KServeClient¶

KServeClient(config_file=None, context=None, client_configuration=None, persist_config=True)

User can loads authentication and cluster information from kube-config file and stores them in kubernetes.client.configuration. Parameters are as following:

parameter	Description
config_file	Name of the kube-config file. Defaults to `~/.kube/config`. Note that for the case that the SDK is running in cluster and you want to operate KServe in another remote cluster, user must set `config_file` to load kube-config file explicitly, e.g. `KServeClient(config_file="~/.kube/config")`.
context	Set the active context. If is set to None, current_context from config file will be used.
client_configuration	The kubernetes.client.Configuration to set configs to.
persist_config	If True, config file will be updated when changed (e.g GCP token refresh).

The APIs for KServeClient are as following:

Class	Method	Description
KServeClient	set_credentials	Set Credentials
KServeClient	create	Create InferenceService
KServeClient	get	Get or watch the specified InferenceService or all InferenceServices in the namespace
KServeClient	patch	Patch the specified InferenceService
KServeClient	replace	Replace the specified InferenceService
KServeClient	delete	Delete the specified InferenceService
KServeClient	wait_isvc_ready	Wait for the InferenceService to be ready
KServeClient	is_isvc_ready	Check if the InferenceService is ready

set_credentials¶

set_credentials(storage_type, namespace=None, credentials_file=None, service_account='kfserving-service-credentials', **kwargs):

Create or update a Secret and Service Account for GCS and S3 for the provided credentials. Once the Service Account is applied, it may be used in the Service Account field of a InferenceService's V1beta1ModelSpec.

Example¶

Example for creating GCP credentials.

from kserve import KServeClient

kserve = KServeClient()
kserve.set_credentials(storage_type='GCS',
                          namespace='kubeflow',
                          credentials_file='/tmp/gcp.json',
                          service_account='user_specified_sa_name')
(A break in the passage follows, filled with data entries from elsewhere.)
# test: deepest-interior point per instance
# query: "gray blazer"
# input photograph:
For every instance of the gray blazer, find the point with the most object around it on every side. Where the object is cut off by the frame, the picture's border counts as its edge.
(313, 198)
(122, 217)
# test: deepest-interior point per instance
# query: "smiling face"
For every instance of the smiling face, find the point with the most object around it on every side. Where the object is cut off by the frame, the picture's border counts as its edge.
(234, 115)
The API supports specifying a Service Account by service_account, or using default Service Account kfserving-service-credentials, if the Service Account does not exist, the API will create it and attach the created secret with the Service Account, if exists, only patch it to attach the created Secret.

Example for creating S3 credentials.

from kserve import KServeClient

kserve = KServeClient()
kserve.set_credentials(storage_type='S3',
                          namespace='kubeflow',
                          credentials_file='/tmp/awcredentials',
                          s3_profile='default',
                          s3_endpoint='s3.us-west-amazonaws.com',
                          s3_region='us-west-2',
                          s3_use_https='1',
                          s3_verify_ssl='0')

Example for creating Azure credentials.

from kserve import KServeClient

kserve = KServeClient()
kserve.set_credentials(storage_type='Azure',
                          namespace='kubeflow',
                          credentials_file='/path/azure_credentials.json')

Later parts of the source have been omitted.